If you are a tax payer then this article is for you. The Indian government has rolled out the New Tax Regime to make personal income tax easier to navigate. Out of the 7.28 crore income tax returns (ITRs) submitted for the financial year 2024-25, 5.27 crore were filed under the New Tax Regime, while 2.01 crore opted for the Old Tax Regime. This indicates that around 72% of taxpayers have switched to the new system.
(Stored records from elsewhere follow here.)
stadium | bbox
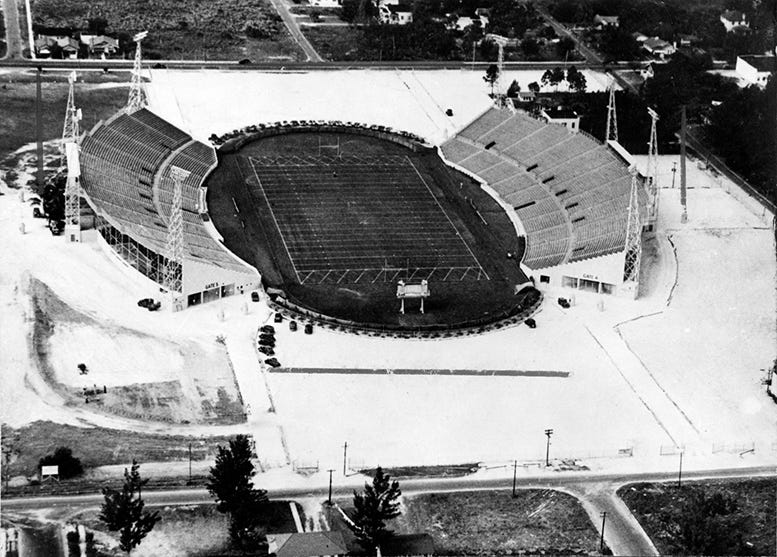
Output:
[74,70,647,335]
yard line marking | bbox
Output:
[405,156,491,280]
[248,157,302,284]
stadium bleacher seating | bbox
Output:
[81,109,245,270]
[441,109,645,269]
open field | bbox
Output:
[0,77,129,156]
[397,490,599,555]
[27,0,301,60]
[78,501,304,557]
[618,478,777,555]
[2,421,239,476]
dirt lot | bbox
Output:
[397,489,599,555]
[618,478,777,555]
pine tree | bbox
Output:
[100,460,159,554]
[351,466,402,550]
[208,435,267,546]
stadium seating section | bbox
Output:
[441,109,646,269]
[81,109,245,271]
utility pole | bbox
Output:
[599,511,607,553]
[677,451,683,487]
[545,429,553,467]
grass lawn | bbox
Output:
[0,73,129,156]
[2,421,239,476]
[397,489,599,555]
[78,501,302,557]
[618,478,777,555]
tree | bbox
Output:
[38,447,84,480]
[567,66,586,93]
[350,466,402,551]
[483,64,499,97]
[207,435,267,549]
[100,460,159,554]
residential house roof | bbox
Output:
[267,532,348,557]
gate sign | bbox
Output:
[40,466,59,476]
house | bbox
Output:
[540,106,580,132]
[267,532,348,557]
[639,62,656,81]
[35,35,79,58]
[736,54,774,87]
[81,35,119,56]
[378,2,413,25]
[642,37,677,60]
[594,14,620,31]
[720,10,750,33]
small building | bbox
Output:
[736,54,774,87]
[720,10,750,33]
[267,532,348,557]
[541,106,580,132]
[378,3,413,25]
[642,37,677,60]
[594,14,620,30]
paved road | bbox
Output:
[1,0,24,60]
[3,466,777,555]
[270,0,324,62]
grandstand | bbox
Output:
[81,109,259,305]
[441,108,646,293]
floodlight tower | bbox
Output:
[604,78,618,143]
[65,141,81,242]
[623,169,642,298]
[162,166,191,311]
[127,31,148,114]
[60,72,81,156]
[646,108,658,227]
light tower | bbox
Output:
[127,31,148,114]
[60,72,81,156]
[623,169,642,298]
[65,141,81,242]
[162,166,191,311]
[646,108,658,228]
[604,78,618,143]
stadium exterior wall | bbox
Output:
[531,251,634,298]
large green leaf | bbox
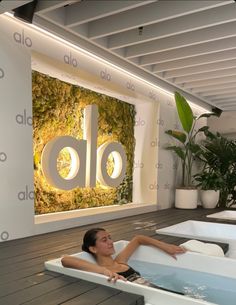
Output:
[166,146,185,160]
[175,92,194,133]
[196,112,218,120]
[165,129,187,144]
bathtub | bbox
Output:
[207,210,236,221]
[156,220,236,259]
[45,241,236,305]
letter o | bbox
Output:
[41,136,87,190]
[97,142,126,187]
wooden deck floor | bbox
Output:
[0,209,231,305]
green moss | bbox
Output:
[32,71,136,214]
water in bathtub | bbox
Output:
[129,260,236,305]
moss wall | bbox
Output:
[32,71,135,214]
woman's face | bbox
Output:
[91,231,115,256]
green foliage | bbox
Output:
[32,71,136,214]
[166,92,216,188]
[196,130,236,207]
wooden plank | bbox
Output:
[0,276,78,305]
[22,280,98,305]
[0,209,230,305]
[99,292,144,305]
[60,285,122,305]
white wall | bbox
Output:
[0,15,206,241]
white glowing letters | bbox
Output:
[41,105,126,190]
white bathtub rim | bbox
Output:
[45,262,216,305]
[45,241,236,305]
[156,220,236,244]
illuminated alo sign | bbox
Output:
[41,105,126,190]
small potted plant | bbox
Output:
[195,129,236,208]
[166,92,217,209]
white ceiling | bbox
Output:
[0,0,236,111]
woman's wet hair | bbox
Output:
[82,228,105,255]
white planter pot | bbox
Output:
[175,189,198,209]
[200,190,220,209]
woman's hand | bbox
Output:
[103,268,127,283]
[163,244,186,259]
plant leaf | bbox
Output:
[166,146,185,160]
[165,129,187,144]
[175,92,194,133]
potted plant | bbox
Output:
[166,92,217,209]
[194,168,224,209]
[195,130,236,207]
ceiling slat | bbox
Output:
[174,68,236,84]
[203,87,236,98]
[183,76,236,89]
[85,0,228,39]
[125,21,236,58]
[65,0,155,27]
[108,1,236,49]
[190,82,236,92]
[164,59,236,79]
[34,0,74,15]
[140,37,236,66]
[152,49,236,73]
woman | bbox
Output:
[61,228,185,288]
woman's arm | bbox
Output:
[61,255,126,282]
[116,235,186,263]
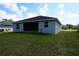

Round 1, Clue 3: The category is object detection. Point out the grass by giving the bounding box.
[0,31,79,56]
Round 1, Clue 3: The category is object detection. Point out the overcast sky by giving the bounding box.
[0,3,79,25]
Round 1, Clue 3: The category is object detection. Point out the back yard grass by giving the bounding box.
[0,31,79,56]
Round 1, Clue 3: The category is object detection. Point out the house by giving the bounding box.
[0,19,13,32]
[13,16,61,34]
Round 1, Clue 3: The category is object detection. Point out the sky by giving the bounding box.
[0,3,79,25]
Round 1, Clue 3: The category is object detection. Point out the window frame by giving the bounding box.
[16,24,19,29]
[44,22,48,28]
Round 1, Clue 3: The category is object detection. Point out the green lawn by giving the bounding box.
[0,31,79,56]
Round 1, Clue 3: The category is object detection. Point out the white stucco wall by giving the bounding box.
[0,26,13,32]
[13,24,23,32]
[38,21,55,34]
[13,21,61,34]
[55,21,62,34]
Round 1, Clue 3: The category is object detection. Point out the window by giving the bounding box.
[16,24,19,29]
[44,22,48,27]
[6,29,7,31]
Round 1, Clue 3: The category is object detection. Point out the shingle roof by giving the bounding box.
[15,16,61,24]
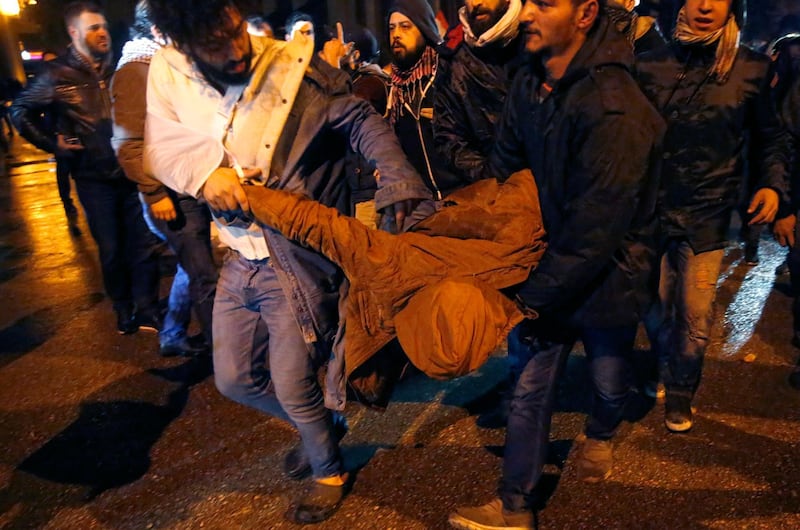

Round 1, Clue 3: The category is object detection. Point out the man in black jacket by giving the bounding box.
[387,0,462,200]
[11,2,161,334]
[433,0,528,428]
[637,0,788,432]
[450,0,664,528]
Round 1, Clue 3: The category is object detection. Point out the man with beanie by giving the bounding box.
[433,0,527,428]
[111,0,217,357]
[637,0,788,432]
[387,0,462,200]
[449,0,664,520]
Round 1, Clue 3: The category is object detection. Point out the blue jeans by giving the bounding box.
[213,251,342,478]
[152,192,218,344]
[75,178,161,312]
[139,193,192,347]
[647,239,725,397]
[498,325,637,511]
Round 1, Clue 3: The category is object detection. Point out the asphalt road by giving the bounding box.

While the new tax regime features lower tax rates, it has eliminated several popular exemptions and deductions like House Rent Allowance (HRA), Leave Travel Allowance (LTA), home loan interest, and Section 80C benefits. However, there are still three key exemptions available, though most people are only familiar with one of them.
1. Standard Deduction
Salaried employees and pensioners can benefit from the standard deduction in the new tax regime. For the financial year 2023-24, this deduction was set at Rs 50,000, but it has been raised to Rs 75,000 for FY 2024-25. This adjustment will help taxpayers lower their taxable income and, in turn, their tax bills.
2. Employer’s Contribution to NPS
In the new tax regime, there’s a tax exemption for contributions made by employers to the National Pension System (NPS), as outlined in section 80CCD(2). However, employees won’t get an exemption for their own contributions. The employer’s contribution can be as much as 10% of the employee’s basic salary and dearness allowance, and this amount is tax-free.
3. Gratuity
Gratuity received upon retirement remains tax-free under the new tax regime. This exemption falls under section 10(10) of the Income Tax Act. For government employees, the entire gratuity amount is tax-free, while non-government employees can enjoy tax-free gratuity up to Rs 20 lakh.
Additionally, there’s a tax exemption under section 10(10C) for amounts received through the Voluntary Retirement Scheme (VRS), and employees can also benefit from exemptions under section 10(10AA) for leave encashment at retirement in the new tax regime.